To be sure, not all of this enormous increase in world trade is due to GATT. One of the most important, if perhaps least exciting, inventions of the 20th century was the shipping container. It not only greatly reduced turnaround times because ships could be loaded and unloaded much more quickly, but it also eliminated, almost entirely, the enormous dockside pilferage that had been a chronic problem in all the world’s major ports.

***

One of the provisions agreed to by the U.S. in the early GATT negotiations following World War II was differential tariffs: the U.S. lowered its tariffs more than its trading partners did. Again, the purpose of this was to speed the economic rebuilding of allies and former enemies who had suffered devastation during the war. But World War II has now been over for 80 years. The economic recovery of Western Europe and the Far East has long since been accomplished. Yet the differential tariffs in many cases are still in existence.

The U.S., for instance, has a 2.5 percent tariff on cars imported from Germany, while Germany has a ten percent tariff on American cars. In addition, Germany’s value-added tax is remitted on exports but charged on imports.

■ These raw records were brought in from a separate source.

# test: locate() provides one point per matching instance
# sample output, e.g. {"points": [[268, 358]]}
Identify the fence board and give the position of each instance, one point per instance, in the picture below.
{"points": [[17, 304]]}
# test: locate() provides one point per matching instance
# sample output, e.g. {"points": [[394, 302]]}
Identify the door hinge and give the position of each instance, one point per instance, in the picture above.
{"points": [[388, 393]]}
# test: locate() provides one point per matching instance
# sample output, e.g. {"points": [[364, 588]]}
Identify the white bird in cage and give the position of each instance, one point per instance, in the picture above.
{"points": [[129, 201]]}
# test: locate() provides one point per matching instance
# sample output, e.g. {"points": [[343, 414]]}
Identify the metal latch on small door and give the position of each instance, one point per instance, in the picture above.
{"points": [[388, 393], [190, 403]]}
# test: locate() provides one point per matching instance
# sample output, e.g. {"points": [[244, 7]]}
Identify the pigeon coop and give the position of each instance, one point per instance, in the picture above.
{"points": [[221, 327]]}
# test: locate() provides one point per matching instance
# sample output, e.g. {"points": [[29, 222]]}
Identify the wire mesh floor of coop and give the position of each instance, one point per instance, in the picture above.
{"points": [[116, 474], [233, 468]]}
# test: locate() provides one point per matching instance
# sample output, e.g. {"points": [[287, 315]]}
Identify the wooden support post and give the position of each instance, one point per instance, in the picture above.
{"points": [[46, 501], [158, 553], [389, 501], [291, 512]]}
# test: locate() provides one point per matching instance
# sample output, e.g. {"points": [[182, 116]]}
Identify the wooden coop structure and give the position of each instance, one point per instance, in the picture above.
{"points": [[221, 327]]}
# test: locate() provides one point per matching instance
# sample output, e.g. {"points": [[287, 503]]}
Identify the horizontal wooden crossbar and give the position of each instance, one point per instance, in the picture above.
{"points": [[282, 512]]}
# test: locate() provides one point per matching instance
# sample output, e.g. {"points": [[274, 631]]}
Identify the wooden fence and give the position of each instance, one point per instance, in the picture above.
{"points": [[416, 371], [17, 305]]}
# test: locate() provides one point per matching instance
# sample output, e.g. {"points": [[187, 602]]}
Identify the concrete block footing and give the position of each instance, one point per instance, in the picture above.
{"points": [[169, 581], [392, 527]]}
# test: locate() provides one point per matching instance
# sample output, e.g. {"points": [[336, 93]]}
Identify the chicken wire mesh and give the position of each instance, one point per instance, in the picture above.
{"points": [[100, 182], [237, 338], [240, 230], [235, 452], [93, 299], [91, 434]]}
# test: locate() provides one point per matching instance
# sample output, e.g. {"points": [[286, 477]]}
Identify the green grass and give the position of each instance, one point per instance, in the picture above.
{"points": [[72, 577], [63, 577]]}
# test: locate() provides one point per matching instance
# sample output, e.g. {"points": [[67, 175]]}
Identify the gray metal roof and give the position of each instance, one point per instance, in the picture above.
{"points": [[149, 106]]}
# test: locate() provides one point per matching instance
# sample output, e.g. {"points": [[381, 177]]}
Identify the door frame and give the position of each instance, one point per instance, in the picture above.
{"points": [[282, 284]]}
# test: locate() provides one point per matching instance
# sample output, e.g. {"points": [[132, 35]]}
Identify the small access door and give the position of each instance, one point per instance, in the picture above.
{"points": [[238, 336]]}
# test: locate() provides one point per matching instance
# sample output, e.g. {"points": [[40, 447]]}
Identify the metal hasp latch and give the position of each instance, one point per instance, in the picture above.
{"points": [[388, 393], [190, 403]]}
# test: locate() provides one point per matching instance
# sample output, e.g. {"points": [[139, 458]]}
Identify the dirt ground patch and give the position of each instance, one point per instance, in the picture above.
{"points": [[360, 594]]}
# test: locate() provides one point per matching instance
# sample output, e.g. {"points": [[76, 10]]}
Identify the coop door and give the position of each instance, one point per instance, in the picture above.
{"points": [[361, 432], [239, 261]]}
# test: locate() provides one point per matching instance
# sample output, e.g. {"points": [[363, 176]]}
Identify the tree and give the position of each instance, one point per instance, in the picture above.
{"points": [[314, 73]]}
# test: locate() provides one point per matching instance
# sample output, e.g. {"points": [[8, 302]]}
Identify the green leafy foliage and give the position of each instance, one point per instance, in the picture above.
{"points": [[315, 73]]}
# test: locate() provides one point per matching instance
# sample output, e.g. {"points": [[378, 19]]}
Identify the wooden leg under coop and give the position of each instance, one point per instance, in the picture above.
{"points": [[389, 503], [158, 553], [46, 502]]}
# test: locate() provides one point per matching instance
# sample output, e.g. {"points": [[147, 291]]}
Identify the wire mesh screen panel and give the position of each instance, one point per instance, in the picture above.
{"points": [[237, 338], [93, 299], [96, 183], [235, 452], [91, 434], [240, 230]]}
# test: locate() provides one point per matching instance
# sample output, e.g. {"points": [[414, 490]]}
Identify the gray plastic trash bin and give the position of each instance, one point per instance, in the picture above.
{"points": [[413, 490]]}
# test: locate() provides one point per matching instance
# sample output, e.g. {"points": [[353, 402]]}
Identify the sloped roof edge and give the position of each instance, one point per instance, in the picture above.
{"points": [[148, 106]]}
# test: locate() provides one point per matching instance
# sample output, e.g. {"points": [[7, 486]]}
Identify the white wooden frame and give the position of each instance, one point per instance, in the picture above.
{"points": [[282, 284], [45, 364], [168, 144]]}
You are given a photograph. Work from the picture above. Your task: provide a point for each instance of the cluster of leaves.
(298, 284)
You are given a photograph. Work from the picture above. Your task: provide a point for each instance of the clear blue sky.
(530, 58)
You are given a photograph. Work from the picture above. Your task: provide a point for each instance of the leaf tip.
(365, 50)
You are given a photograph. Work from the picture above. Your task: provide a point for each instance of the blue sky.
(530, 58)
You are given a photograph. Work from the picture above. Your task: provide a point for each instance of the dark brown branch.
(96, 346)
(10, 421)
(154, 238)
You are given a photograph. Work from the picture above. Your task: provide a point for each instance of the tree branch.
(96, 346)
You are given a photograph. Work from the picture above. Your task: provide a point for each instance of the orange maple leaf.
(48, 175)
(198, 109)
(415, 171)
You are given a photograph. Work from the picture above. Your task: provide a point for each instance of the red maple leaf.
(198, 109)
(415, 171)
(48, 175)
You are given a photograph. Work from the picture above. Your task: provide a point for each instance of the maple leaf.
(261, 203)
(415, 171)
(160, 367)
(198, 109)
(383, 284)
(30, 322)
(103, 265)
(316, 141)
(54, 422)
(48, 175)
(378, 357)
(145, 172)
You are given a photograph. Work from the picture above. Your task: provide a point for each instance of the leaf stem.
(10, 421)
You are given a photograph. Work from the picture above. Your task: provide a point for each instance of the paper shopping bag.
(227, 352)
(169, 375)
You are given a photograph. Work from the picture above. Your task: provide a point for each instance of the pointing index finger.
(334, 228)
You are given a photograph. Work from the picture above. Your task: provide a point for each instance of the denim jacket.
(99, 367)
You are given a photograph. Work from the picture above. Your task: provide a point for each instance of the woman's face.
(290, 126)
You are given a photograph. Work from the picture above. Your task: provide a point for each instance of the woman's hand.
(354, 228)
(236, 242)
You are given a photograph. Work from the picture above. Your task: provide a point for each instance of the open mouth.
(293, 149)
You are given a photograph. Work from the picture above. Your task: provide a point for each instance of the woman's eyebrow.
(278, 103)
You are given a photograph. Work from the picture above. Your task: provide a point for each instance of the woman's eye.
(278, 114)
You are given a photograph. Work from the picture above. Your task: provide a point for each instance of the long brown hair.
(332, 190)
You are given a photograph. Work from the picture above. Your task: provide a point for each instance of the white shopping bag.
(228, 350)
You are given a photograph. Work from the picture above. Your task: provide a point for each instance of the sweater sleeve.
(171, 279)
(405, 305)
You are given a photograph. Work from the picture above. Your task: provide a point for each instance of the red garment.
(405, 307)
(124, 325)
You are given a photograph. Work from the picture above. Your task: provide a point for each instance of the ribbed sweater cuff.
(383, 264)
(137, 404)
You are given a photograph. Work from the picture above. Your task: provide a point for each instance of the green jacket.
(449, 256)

As a result, while the logos of Mercedes-Benz, BMW, and Volkswagen are seen all over American roads, those of Ford and General Motors are a rare sight in Germany. And China, as already noted, is far worse, a world outlier, in terms of its nefarious trade policies.

President Trump wants to level this playing field. To do so, he has started what some are calling a trade war and others are calling the greatest example of “the art of the deal” in history. We will have to wait and see how it plays out.